Despite the ever-growing alphabet soup of new investigators, Javier Paz, a senior analyst at industry research firm Aite Group, expects the FCA will continue to set the tone for the overall investigation.
“Trading volumes speak volume and approximately 40% to 45% of the spot FX market trades in London,” he says. “US regulators could have some influence on the investigation, but the FCA is the 800lb gorilla.”
Finding that proper tone is going to be a delicate balancing act, because this is the first industry-wide investigation launched by the FCA since its inception in 2012, Paz says, adding: “It needs to prove it is a credible regulatory without veering into regulatory overkill.”
Both industry watchers doubt that wide-spread criminal prosecutions will result from the multiple investigations, due to the complex nature of the market and the difficulty of finding a smoking gun.
“Expect to see some large cheques written,” says Paz. “It’s going to be difficult to prosecute individuals. The law enforcement would have to rely on racketeering and other charges.”
Whilst dealers worry about the regulatory risk to which their traders exposed the firms, industry watchers look to knock-on results of the numerous investigations.
“It’s not just about getting to the bottom of what happened,” says Greenwich Associate’s McPartland. “It’s about finding a solution so that the market can move forward.

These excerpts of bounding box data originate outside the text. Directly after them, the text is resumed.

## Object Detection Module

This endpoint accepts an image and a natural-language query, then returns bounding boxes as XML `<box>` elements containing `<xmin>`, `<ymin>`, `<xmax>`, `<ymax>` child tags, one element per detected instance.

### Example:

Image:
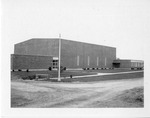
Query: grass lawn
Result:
<box><xmin>48</xmin><ymin>72</ymin><xmax>144</xmax><ymax>82</ymax></box>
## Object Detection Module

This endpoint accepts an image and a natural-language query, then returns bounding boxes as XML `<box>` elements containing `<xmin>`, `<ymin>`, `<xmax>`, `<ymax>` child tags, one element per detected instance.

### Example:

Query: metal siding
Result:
<box><xmin>14</xmin><ymin>39</ymin><xmax>116</xmax><ymax>68</ymax></box>
<box><xmin>61</xmin><ymin>40</ymin><xmax>116</xmax><ymax>68</ymax></box>
<box><xmin>14</xmin><ymin>39</ymin><xmax>58</xmax><ymax>57</ymax></box>
<box><xmin>11</xmin><ymin>54</ymin><xmax>52</xmax><ymax>70</ymax></box>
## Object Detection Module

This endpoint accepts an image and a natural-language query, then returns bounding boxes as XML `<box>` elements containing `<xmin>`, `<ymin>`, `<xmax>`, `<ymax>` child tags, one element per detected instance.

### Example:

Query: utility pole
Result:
<box><xmin>58</xmin><ymin>34</ymin><xmax>61</xmax><ymax>81</ymax></box>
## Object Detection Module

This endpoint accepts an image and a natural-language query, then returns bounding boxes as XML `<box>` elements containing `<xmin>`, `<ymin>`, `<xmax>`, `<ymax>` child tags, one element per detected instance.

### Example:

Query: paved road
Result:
<box><xmin>11</xmin><ymin>78</ymin><xmax>143</xmax><ymax>108</ymax></box>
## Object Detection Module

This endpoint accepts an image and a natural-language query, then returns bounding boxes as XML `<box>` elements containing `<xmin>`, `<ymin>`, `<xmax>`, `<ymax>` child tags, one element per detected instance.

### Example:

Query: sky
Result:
<box><xmin>1</xmin><ymin>0</ymin><xmax>150</xmax><ymax>60</ymax></box>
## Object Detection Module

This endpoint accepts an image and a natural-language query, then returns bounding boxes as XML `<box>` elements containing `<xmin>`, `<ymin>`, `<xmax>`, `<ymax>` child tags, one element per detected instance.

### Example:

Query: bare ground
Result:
<box><xmin>11</xmin><ymin>78</ymin><xmax>144</xmax><ymax>108</ymax></box>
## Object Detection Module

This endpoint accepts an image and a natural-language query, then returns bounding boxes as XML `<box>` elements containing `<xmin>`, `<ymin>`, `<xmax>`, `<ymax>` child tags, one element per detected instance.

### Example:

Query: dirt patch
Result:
<box><xmin>89</xmin><ymin>87</ymin><xmax>144</xmax><ymax>108</ymax></box>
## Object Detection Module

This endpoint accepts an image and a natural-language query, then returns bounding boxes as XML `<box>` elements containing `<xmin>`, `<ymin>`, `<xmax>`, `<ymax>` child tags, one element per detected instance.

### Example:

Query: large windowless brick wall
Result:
<box><xmin>14</xmin><ymin>38</ymin><xmax>116</xmax><ymax>68</ymax></box>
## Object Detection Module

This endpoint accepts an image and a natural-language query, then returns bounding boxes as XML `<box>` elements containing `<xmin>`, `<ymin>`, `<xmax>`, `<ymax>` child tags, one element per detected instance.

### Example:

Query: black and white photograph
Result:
<box><xmin>1</xmin><ymin>0</ymin><xmax>150</xmax><ymax>117</ymax></box>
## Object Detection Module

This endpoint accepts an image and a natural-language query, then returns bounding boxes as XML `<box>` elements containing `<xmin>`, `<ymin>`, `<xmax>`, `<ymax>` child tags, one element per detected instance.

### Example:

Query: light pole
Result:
<box><xmin>58</xmin><ymin>34</ymin><xmax>61</xmax><ymax>81</ymax></box>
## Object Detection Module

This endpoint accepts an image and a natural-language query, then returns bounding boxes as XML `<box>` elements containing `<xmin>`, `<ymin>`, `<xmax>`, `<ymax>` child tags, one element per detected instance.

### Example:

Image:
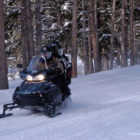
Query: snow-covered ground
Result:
<box><xmin>0</xmin><ymin>66</ymin><xmax>140</xmax><ymax>140</ymax></box>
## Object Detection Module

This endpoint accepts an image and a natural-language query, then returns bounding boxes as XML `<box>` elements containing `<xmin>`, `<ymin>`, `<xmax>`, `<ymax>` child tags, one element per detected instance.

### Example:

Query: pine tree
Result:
<box><xmin>0</xmin><ymin>0</ymin><xmax>8</xmax><ymax>89</ymax></box>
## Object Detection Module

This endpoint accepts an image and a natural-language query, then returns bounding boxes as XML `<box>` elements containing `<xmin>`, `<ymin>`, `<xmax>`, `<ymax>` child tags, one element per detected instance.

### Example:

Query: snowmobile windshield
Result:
<box><xmin>27</xmin><ymin>56</ymin><xmax>46</xmax><ymax>73</ymax></box>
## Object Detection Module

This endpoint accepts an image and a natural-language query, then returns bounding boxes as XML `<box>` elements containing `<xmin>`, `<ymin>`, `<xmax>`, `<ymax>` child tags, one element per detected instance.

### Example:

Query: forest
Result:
<box><xmin>0</xmin><ymin>0</ymin><xmax>140</xmax><ymax>89</ymax></box>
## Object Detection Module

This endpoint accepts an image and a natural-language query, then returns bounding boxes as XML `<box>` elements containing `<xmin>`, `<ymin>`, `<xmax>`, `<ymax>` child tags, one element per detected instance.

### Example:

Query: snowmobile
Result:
<box><xmin>0</xmin><ymin>56</ymin><xmax>69</xmax><ymax>118</ymax></box>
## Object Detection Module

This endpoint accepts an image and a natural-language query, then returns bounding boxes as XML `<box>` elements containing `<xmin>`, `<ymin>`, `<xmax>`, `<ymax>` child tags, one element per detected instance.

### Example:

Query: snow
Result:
<box><xmin>0</xmin><ymin>65</ymin><xmax>140</xmax><ymax>140</ymax></box>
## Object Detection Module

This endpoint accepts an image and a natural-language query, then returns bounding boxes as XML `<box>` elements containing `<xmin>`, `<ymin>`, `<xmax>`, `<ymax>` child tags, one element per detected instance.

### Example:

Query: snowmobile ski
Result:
<box><xmin>0</xmin><ymin>103</ymin><xmax>19</xmax><ymax>118</ymax></box>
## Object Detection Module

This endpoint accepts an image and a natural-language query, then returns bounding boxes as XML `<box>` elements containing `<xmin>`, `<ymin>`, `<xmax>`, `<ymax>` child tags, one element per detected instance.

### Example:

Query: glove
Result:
<box><xmin>55</xmin><ymin>68</ymin><xmax>62</xmax><ymax>74</ymax></box>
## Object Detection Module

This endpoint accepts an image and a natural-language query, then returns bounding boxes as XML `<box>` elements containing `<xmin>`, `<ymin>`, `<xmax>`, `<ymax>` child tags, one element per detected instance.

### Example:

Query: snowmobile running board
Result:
<box><xmin>0</xmin><ymin>103</ymin><xmax>19</xmax><ymax>118</ymax></box>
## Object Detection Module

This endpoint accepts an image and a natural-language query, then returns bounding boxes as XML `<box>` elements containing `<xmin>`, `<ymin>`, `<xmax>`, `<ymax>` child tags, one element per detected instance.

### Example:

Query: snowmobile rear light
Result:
<box><xmin>26</xmin><ymin>74</ymin><xmax>45</xmax><ymax>82</ymax></box>
<box><xmin>26</xmin><ymin>75</ymin><xmax>33</xmax><ymax>81</ymax></box>
<box><xmin>33</xmin><ymin>74</ymin><xmax>45</xmax><ymax>81</ymax></box>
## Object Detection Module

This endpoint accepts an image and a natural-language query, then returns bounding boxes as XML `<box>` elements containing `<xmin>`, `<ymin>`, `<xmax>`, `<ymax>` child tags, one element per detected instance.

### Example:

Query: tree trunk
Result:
<box><xmin>130</xmin><ymin>0</ymin><xmax>135</xmax><ymax>65</ymax></box>
<box><xmin>82</xmin><ymin>0</ymin><xmax>89</xmax><ymax>74</ymax></box>
<box><xmin>25</xmin><ymin>0</ymin><xmax>35</xmax><ymax>61</ymax></box>
<box><xmin>35</xmin><ymin>0</ymin><xmax>42</xmax><ymax>54</ymax></box>
<box><xmin>88</xmin><ymin>0</ymin><xmax>100</xmax><ymax>72</ymax></box>
<box><xmin>20</xmin><ymin>0</ymin><xmax>28</xmax><ymax>69</ymax></box>
<box><xmin>56</xmin><ymin>0</ymin><xmax>62</xmax><ymax>26</ymax></box>
<box><xmin>71</xmin><ymin>0</ymin><xmax>77</xmax><ymax>77</ymax></box>
<box><xmin>88</xmin><ymin>16</ymin><xmax>93</xmax><ymax>73</ymax></box>
<box><xmin>110</xmin><ymin>0</ymin><xmax>116</xmax><ymax>69</ymax></box>
<box><xmin>0</xmin><ymin>0</ymin><xmax>8</xmax><ymax>89</ymax></box>
<box><xmin>121</xmin><ymin>0</ymin><xmax>127</xmax><ymax>67</ymax></box>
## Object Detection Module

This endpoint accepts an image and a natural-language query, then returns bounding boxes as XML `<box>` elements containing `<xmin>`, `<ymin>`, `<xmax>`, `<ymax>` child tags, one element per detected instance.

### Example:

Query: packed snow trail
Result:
<box><xmin>0</xmin><ymin>66</ymin><xmax>140</xmax><ymax>140</ymax></box>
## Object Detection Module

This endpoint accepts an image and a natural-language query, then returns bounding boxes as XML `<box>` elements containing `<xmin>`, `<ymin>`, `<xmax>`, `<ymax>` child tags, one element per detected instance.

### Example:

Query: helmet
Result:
<box><xmin>50</xmin><ymin>41</ymin><xmax>63</xmax><ymax>56</ymax></box>
<box><xmin>41</xmin><ymin>45</ymin><xmax>52</xmax><ymax>59</ymax></box>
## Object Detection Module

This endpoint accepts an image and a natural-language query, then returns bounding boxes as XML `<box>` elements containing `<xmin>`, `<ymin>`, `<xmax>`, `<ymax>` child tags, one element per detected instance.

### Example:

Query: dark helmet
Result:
<box><xmin>41</xmin><ymin>45</ymin><xmax>52</xmax><ymax>59</ymax></box>
<box><xmin>50</xmin><ymin>41</ymin><xmax>63</xmax><ymax>56</ymax></box>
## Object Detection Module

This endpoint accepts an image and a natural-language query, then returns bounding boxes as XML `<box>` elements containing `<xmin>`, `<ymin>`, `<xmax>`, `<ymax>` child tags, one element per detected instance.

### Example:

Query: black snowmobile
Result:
<box><xmin>0</xmin><ymin>56</ymin><xmax>68</xmax><ymax>118</ymax></box>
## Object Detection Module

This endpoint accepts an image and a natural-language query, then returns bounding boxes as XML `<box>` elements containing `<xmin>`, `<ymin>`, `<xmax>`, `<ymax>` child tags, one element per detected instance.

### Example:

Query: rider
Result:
<box><xmin>41</xmin><ymin>46</ymin><xmax>70</xmax><ymax>100</ymax></box>
<box><xmin>50</xmin><ymin>41</ymin><xmax>72</xmax><ymax>85</ymax></box>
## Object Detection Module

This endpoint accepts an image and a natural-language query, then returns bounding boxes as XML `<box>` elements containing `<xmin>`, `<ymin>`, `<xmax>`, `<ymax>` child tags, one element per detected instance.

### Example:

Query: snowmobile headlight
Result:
<box><xmin>26</xmin><ymin>75</ymin><xmax>33</xmax><ymax>81</ymax></box>
<box><xmin>34</xmin><ymin>74</ymin><xmax>45</xmax><ymax>81</ymax></box>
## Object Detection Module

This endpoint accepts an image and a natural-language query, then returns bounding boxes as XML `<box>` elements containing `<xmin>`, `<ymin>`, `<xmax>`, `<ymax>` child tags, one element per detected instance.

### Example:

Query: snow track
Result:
<box><xmin>0</xmin><ymin>66</ymin><xmax>140</xmax><ymax>140</ymax></box>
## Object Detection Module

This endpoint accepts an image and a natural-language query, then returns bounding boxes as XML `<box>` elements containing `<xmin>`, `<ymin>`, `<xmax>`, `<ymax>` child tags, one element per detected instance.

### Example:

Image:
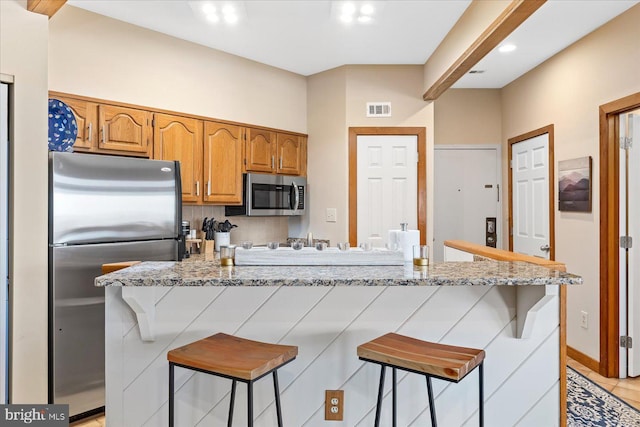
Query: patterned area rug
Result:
<box><xmin>567</xmin><ymin>367</ymin><xmax>640</xmax><ymax>427</ymax></box>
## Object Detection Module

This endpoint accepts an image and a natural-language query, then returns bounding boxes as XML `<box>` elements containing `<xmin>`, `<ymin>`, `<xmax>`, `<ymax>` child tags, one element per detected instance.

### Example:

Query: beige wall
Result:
<box><xmin>434</xmin><ymin>89</ymin><xmax>502</xmax><ymax>145</ymax></box>
<box><xmin>308</xmin><ymin>65</ymin><xmax>433</xmax><ymax>247</ymax></box>
<box><xmin>502</xmin><ymin>5</ymin><xmax>640</xmax><ymax>360</ymax></box>
<box><xmin>0</xmin><ymin>0</ymin><xmax>48</xmax><ymax>403</ymax></box>
<box><xmin>49</xmin><ymin>5</ymin><xmax>307</xmax><ymax>133</ymax></box>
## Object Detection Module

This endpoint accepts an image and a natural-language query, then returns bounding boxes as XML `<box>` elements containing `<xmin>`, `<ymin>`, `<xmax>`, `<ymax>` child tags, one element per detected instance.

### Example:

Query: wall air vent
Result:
<box><xmin>367</xmin><ymin>102</ymin><xmax>391</xmax><ymax>117</ymax></box>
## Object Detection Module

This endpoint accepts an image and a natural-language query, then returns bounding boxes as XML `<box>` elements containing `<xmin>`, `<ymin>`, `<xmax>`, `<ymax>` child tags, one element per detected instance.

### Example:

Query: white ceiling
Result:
<box><xmin>67</xmin><ymin>0</ymin><xmax>640</xmax><ymax>88</ymax></box>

It involves putting in new standards and processes of how this market transacts, which is not a small thing.”
Unlike listed and over-the-counter (OTC) derivatives, the spot FX market will prove difficult to regulate due to its geo-political underpinnings, he says, adding: “In the early days of Dodd-Frank, there was talk of completely exempting FX because of those reasons.”
When structural reforms come to the spot FX market, neither analyst is willing to speculate whether the main changes will be driven from within the market or will be imposed on the market similarly to the UK’s 2012 Financial Service Act.
“Regulators will encourage the market to adopt changes and the market understands that it is better to self-regulate change than waiting for regulators to impose their changes,” says McPartland.
A prime example of industry-led reform, he cites, is the decision by the International Swaps and Derivatives Association (ISDA) to suspend its annual swaps rate ISDAfix benchmark, which relied on bank-summited quotes, in favour of a methodology that would rely upon executed trade data from different trading platforms.
“As more of the OTC derivatives markets moves into a more transparent and electronically traded environment, it will be easier to do that in the rates, FX, credit and commodity markets hopefully,” says McPartland.
No matter what structural and regulatory changes the industry or regulators make, there is no way to stop bad actors who intend to do harm, according to Aite Group’s Paz.
“So much happens on the voice side of the market that regulators won’t be able to stop the interaction among dealers,” he explains. “They need to come up with a better way to catch the bad apples. One such solution might be the random scrutiny of trades.”